Lightfoot detailed what the new order entails.

“In the Chicago Recovery Plan, we invested $10 million in a three-year reentry workforce program for training and wrap-around supports for residents to attain employment and stabilization, and $3 million in community legal services like expungement and record sealing,” she added in a press release. “There is still much work to be done, but these are steps in the right direction to build a truly Second Chance City.”  

In the spring of 2021, Lightfoot also convened a multi-sector Returning Residents Working Group to shape city policy in that area. With the group made up of community leaders, advocates and residents with lived experience, the goal is to create a program that better supports returning residents.

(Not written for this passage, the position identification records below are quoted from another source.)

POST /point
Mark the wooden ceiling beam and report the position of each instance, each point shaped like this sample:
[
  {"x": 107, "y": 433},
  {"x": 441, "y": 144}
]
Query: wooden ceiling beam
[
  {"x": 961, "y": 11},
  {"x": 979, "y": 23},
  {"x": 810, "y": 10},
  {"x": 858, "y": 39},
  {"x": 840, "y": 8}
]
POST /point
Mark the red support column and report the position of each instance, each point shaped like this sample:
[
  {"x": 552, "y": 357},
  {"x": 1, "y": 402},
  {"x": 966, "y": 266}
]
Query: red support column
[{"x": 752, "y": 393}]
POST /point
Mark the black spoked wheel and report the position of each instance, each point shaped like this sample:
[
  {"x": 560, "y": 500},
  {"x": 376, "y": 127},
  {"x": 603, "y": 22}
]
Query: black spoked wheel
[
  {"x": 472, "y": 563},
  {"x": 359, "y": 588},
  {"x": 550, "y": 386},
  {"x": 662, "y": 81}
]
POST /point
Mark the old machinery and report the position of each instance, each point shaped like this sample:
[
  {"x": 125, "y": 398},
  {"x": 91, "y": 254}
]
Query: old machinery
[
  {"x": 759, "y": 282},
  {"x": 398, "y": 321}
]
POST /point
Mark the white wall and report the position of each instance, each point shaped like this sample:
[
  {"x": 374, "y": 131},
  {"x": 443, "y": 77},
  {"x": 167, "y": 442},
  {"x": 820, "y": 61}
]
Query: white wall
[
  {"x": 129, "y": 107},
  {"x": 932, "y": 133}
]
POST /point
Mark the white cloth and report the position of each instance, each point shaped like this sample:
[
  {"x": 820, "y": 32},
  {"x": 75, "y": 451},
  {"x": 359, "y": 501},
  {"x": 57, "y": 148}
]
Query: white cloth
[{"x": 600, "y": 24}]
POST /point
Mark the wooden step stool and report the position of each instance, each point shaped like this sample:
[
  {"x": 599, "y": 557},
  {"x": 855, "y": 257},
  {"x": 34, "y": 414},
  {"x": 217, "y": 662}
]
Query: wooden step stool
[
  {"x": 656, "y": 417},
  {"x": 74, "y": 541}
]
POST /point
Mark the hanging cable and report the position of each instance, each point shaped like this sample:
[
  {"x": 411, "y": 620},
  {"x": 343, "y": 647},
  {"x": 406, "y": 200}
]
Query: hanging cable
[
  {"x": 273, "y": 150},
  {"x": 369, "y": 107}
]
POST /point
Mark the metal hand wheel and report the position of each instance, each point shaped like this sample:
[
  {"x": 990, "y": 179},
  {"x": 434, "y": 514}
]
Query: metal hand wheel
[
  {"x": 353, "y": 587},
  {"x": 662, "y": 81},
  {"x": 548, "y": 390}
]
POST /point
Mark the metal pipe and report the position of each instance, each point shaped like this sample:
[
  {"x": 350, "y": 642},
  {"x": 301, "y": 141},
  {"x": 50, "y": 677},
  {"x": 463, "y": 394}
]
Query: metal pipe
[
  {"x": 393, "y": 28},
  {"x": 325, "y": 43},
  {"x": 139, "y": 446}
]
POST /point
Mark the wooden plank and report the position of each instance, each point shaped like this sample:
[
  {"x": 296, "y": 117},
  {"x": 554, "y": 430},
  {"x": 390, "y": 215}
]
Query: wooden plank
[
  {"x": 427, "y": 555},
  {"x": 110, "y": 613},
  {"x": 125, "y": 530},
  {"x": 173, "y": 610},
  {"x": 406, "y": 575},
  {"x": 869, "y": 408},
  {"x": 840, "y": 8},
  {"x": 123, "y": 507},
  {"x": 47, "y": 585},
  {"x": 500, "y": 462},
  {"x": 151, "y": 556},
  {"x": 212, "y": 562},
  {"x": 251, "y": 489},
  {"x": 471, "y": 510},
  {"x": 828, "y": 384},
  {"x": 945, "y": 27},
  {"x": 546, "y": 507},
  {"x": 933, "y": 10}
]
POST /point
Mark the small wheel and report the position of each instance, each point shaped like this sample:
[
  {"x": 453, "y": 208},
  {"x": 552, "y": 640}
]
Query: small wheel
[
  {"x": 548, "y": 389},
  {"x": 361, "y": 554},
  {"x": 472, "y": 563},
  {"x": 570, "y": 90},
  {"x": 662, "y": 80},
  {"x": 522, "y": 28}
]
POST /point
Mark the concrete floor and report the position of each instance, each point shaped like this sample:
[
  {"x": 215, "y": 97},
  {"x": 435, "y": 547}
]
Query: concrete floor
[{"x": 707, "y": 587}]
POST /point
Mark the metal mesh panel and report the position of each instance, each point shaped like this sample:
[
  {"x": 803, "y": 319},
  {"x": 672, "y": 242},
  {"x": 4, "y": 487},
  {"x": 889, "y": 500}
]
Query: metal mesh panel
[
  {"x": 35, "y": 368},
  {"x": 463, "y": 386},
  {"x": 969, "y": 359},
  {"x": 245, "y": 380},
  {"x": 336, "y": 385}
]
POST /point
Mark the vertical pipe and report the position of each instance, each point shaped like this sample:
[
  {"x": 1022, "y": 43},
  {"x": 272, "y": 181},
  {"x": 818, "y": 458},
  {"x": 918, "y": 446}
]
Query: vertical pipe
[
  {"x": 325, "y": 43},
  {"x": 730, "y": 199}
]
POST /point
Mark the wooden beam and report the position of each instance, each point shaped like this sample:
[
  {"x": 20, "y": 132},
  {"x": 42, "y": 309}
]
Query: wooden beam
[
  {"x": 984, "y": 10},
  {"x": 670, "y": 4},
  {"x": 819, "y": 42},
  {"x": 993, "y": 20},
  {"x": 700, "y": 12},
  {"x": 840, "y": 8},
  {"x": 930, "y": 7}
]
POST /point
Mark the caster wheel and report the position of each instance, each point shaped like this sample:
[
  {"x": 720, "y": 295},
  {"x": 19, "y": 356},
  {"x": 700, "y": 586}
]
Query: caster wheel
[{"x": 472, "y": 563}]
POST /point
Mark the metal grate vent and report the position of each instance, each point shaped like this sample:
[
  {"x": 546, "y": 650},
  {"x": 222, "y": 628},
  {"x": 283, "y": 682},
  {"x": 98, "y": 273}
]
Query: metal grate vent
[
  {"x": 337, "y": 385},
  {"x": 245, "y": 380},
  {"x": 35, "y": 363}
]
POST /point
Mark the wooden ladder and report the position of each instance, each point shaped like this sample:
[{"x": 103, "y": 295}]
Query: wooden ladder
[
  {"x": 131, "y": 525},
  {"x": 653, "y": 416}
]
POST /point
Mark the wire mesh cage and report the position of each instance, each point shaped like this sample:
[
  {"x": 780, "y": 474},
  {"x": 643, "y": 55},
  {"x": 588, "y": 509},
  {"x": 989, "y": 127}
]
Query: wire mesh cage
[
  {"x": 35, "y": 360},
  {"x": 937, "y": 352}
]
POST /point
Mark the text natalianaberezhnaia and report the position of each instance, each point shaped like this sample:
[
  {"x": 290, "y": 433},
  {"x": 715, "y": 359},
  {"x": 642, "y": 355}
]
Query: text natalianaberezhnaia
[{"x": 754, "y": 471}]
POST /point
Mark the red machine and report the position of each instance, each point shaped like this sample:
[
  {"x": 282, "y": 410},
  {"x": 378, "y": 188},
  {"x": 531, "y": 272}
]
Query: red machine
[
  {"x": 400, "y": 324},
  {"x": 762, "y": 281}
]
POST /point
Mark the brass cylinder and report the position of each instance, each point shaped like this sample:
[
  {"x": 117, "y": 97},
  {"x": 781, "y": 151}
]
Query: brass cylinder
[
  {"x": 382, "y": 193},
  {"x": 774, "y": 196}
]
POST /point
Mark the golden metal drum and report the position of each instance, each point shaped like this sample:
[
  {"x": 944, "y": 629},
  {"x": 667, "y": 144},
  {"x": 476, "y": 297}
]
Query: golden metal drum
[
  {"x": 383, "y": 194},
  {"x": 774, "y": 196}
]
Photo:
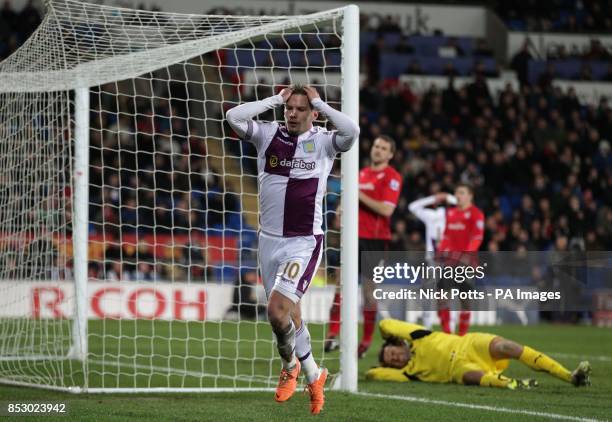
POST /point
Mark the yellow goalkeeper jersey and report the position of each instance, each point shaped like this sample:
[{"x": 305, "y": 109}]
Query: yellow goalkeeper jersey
[{"x": 436, "y": 356}]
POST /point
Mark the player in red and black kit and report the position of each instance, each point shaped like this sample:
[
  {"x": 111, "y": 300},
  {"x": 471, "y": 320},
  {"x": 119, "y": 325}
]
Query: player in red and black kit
[
  {"x": 463, "y": 233},
  {"x": 379, "y": 189}
]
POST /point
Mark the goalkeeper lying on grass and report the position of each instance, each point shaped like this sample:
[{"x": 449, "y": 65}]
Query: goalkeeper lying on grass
[{"x": 413, "y": 353}]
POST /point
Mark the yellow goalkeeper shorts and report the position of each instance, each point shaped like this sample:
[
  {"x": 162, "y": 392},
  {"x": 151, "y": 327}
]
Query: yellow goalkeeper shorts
[{"x": 473, "y": 355}]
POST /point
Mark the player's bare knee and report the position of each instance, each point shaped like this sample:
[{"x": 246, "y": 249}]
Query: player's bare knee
[{"x": 278, "y": 314}]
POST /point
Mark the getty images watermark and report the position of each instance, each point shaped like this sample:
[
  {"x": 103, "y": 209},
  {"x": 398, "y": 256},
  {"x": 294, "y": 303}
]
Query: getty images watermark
[
  {"x": 516, "y": 281},
  {"x": 445, "y": 274}
]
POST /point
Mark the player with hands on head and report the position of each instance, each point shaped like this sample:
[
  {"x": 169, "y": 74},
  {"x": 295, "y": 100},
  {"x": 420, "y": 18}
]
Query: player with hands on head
[
  {"x": 431, "y": 210},
  {"x": 294, "y": 160}
]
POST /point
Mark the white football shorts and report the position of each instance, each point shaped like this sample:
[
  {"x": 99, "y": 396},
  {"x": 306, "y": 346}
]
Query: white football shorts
[{"x": 288, "y": 264}]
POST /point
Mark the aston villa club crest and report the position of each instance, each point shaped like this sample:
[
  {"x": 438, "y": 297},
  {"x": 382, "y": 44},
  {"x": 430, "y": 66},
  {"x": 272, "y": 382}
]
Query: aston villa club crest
[{"x": 308, "y": 146}]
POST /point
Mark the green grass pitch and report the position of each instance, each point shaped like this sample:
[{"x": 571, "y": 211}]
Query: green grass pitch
[{"x": 133, "y": 348}]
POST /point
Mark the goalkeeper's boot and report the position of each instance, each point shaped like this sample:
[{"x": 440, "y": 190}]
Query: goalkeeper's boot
[
  {"x": 581, "y": 376},
  {"x": 363, "y": 348},
  {"x": 287, "y": 383},
  {"x": 525, "y": 384},
  {"x": 331, "y": 344},
  {"x": 317, "y": 398}
]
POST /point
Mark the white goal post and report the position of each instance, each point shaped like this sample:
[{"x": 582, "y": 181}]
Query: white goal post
[{"x": 128, "y": 207}]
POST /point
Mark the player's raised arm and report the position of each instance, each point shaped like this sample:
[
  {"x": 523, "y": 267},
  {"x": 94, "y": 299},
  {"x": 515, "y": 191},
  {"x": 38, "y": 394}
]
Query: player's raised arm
[
  {"x": 381, "y": 373},
  {"x": 348, "y": 131},
  {"x": 403, "y": 330},
  {"x": 240, "y": 118}
]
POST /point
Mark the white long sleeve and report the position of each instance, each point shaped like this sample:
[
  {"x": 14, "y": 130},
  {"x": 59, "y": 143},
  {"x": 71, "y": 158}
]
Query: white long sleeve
[
  {"x": 240, "y": 117},
  {"x": 434, "y": 220},
  {"x": 347, "y": 130}
]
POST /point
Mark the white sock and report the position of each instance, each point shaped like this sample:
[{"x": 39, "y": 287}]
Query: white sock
[{"x": 303, "y": 350}]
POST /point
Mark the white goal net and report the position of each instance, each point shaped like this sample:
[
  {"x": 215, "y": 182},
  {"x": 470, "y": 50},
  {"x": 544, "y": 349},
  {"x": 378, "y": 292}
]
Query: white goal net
[{"x": 128, "y": 207}]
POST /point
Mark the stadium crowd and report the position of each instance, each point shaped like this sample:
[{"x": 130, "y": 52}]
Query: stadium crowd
[{"x": 539, "y": 159}]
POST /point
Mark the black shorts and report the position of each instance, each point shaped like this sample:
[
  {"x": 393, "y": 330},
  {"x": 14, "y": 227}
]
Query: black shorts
[{"x": 371, "y": 260}]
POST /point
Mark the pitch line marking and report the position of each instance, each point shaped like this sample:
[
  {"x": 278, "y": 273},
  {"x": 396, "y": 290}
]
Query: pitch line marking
[
  {"x": 479, "y": 407},
  {"x": 601, "y": 358}
]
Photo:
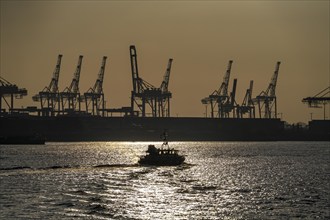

Lightfoot leans on personal experience.

“As the sister of a man who spent more than a decade of his life incarcerated, I have seen firsthand the incredible barriers and challenges faced by people seeking to rebuild and reshape their lives as they exit the criminal justice system,” she said. “When I became mayor, I knew that I owed it to my brother, and the millions of people facing those same challenges that he faced, to ensure that Chicago became a welcoming city for people who have paid their debt to society and are seeking to build productive and meaningful lives post-incarceration.”

Going back to 2005, a study on recidivism followed 401,288 state prisoners who were released in 2005, finding that approximately 68% of them were arrested again within three years and 83% of them had been arrested again within nine years, at which time the study had concluded.

This year, the violence in Chicago has only escalated, with the city’s shooting and homicide numbers over the first eight months of the year outpacing last year’s totals, WTTW reported.

In the month of August alone, Chicago recorded 78 homicides, making it the second deadliest August in more than two decades, according to ABC7. The most recent totals included the death of police Officer Ella French, who was fatally shot during a traffic stop not long before her 30th birthday. With COVID-19 also wreaking havoc, 2020 ended with Cook County recording a record 16,049 deaths for the year.

In 2020, the number of shootings and murders in Chicago jumped by more than 50%, with murders up to 769 from 495 in 2019.